Many of the women who served on Female Engagement Teams (FET) did so in violation of DOD policy prohibiting co-location of support units with units that engaged in direct ground combat. “I think the FETs were denied recognition for years,” Donnelly said, citing DOD’s violation of policy as a reason for not recognizing the heroic service of the FETs until the co-location rule was officially lifted in February 2012.
THE WAY FORWARD
Donnelly believes that the ACLU suit is meant to try to short-circuit the normal legislative process to appease a vocal minority of women in the military. Among this vocal minority was Holly Graf, who in 1992 was a weapons officer on board USS Ainsworth, and who would be relieved as captain of USS Cowpens in 2010.
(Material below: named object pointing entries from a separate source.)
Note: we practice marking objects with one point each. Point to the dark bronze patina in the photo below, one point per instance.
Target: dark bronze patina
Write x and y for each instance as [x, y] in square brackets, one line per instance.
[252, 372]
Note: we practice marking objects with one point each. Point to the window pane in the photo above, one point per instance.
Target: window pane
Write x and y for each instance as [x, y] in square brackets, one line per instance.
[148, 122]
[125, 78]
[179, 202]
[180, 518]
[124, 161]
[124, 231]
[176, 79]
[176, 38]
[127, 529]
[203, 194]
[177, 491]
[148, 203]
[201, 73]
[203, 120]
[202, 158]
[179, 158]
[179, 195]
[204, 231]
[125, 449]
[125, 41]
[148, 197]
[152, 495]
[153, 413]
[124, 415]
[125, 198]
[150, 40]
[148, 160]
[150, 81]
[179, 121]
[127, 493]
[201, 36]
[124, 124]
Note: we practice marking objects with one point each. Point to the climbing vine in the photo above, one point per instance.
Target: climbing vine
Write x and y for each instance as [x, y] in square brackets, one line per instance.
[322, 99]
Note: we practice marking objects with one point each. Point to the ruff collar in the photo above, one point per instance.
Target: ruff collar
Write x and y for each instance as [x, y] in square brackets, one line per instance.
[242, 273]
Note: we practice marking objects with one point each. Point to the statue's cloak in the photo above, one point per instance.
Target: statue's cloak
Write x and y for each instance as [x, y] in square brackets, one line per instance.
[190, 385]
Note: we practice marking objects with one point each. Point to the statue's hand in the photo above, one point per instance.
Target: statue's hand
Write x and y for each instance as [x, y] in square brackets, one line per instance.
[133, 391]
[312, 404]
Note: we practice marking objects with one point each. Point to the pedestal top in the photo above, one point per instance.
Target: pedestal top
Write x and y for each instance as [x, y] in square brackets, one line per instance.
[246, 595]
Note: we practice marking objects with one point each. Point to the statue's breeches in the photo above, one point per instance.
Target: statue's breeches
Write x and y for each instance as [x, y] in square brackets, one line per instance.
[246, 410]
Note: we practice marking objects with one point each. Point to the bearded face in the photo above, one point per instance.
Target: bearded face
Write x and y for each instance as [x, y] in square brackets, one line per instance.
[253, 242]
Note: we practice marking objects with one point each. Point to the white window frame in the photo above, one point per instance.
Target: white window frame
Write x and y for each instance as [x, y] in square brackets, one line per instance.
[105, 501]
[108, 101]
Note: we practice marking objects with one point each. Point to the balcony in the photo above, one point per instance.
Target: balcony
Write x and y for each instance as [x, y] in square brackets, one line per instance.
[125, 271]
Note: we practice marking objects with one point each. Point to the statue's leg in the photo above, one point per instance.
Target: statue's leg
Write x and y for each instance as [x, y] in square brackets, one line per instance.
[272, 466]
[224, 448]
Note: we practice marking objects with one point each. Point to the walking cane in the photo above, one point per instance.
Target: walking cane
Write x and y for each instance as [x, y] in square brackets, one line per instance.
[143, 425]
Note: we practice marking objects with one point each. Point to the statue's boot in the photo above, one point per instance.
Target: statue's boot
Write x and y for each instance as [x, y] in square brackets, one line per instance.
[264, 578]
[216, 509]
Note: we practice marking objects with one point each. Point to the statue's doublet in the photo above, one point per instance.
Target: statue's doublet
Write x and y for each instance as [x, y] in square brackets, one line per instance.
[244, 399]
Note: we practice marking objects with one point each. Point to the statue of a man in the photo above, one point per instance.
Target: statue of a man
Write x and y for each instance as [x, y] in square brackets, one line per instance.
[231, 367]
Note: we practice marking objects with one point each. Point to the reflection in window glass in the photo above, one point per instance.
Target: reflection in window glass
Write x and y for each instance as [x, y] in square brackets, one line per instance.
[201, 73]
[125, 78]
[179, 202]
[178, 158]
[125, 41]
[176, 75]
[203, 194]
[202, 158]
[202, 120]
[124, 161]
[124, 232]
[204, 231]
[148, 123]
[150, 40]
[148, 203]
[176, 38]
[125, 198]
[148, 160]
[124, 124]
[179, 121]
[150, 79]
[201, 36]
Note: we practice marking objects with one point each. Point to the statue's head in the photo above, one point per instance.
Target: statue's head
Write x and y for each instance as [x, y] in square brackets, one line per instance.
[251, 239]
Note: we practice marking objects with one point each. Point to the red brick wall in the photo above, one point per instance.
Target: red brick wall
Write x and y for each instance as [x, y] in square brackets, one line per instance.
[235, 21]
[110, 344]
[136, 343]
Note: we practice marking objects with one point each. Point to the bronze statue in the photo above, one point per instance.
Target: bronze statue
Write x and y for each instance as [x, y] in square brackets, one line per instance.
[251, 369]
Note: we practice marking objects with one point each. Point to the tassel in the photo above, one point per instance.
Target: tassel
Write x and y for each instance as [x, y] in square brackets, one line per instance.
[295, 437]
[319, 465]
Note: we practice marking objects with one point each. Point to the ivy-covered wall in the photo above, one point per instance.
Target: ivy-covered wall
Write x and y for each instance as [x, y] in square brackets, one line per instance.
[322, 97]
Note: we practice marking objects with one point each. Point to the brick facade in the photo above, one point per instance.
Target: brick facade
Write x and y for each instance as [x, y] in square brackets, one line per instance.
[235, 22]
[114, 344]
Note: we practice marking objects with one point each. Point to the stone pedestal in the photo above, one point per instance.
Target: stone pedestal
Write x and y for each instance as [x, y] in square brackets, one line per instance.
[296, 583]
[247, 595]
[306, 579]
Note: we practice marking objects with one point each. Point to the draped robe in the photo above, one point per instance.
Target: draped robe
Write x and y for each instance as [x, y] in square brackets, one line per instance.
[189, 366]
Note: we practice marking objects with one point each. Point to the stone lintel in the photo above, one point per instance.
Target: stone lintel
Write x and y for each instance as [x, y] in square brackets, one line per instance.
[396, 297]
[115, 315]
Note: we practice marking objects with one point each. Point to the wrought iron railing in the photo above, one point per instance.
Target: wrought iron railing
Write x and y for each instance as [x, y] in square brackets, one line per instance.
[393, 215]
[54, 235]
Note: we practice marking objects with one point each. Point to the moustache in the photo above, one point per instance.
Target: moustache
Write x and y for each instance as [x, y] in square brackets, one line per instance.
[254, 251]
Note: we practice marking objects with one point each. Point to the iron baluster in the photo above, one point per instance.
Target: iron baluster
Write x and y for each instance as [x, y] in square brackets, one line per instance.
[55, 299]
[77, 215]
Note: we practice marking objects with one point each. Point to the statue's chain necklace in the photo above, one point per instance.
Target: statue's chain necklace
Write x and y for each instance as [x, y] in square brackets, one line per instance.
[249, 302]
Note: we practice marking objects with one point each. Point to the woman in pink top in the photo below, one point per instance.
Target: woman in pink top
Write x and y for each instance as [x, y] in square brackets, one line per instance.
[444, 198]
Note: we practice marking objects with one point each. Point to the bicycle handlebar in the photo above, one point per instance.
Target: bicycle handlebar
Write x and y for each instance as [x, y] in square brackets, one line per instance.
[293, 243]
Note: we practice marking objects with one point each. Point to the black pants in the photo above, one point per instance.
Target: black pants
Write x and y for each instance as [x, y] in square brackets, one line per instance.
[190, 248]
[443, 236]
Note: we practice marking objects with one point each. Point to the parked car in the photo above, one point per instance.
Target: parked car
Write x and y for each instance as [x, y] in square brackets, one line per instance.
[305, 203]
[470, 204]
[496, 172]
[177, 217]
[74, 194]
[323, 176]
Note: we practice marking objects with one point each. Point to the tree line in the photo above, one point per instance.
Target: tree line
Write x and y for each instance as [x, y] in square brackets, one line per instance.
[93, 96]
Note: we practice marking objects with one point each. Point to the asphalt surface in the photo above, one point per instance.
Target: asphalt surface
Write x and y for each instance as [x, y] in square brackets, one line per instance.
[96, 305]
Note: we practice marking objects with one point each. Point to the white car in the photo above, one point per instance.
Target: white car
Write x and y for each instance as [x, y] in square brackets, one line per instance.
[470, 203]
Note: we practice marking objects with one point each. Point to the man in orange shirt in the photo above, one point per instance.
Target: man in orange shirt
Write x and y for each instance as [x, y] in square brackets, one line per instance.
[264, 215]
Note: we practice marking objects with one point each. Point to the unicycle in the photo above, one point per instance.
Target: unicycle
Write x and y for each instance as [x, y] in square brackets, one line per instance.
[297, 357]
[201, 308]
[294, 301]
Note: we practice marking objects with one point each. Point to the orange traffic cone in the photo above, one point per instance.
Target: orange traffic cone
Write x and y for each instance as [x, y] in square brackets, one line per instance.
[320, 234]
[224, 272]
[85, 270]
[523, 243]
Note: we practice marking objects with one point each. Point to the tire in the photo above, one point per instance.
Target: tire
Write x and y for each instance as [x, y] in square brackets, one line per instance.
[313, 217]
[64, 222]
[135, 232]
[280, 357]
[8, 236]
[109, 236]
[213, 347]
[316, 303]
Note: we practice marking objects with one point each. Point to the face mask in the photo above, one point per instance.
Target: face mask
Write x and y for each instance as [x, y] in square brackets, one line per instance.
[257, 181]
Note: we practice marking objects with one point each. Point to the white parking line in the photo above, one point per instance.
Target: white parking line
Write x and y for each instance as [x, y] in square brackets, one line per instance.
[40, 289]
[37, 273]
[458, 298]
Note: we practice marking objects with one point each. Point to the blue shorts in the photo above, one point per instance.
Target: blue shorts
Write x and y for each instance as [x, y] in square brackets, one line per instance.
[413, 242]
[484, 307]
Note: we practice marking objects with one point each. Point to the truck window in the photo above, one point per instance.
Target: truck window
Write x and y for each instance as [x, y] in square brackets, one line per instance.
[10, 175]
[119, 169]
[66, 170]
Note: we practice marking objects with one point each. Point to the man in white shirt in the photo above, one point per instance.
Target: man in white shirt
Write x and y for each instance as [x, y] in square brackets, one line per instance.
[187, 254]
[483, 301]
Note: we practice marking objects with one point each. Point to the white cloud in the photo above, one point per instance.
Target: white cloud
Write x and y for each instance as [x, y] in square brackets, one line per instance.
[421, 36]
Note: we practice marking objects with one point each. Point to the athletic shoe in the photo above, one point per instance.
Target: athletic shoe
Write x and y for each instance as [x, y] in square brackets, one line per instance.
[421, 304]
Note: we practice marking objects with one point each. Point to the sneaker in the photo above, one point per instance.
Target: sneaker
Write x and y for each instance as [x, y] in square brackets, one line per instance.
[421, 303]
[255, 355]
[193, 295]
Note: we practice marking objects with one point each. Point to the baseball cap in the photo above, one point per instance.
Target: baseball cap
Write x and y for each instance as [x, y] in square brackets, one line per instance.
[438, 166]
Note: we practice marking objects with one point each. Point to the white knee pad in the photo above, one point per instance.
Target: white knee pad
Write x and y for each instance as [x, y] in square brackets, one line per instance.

The fact is, the vast majority of the women surveyed have opposed the notion of being assigned to direct combat roles. In a 2001 survey, the Army Research Institute found that only 26% of enlisted women favored allowing women to volunteer for direct combat assignments. But the survey dropped that question starting in 2002.
Also of interest in the women in combat issue was a July 2012 article in the Marine Corps Gazette by Capt. Katie Petronio. Petronio’s article drew some significant controversy, as she cited significant medical issues stemming from two deployments – including infertility. Petronio, who was five months pregnant when she appeared on CNN to discuss the article, required expensive medical treatments to overcome the infertility.
This issue is quite thorny. On the one hand, women in harm’s way have performed with heroism – and some have made the ultimate sacrifice. But at the same time, there are real questions to be answered before the Pentagon’s exclusion of women from direct ground combat roles is changed. Congress should carefully scrutinize the Pentagon’s plans – especially to ensure that the standards are not lowered.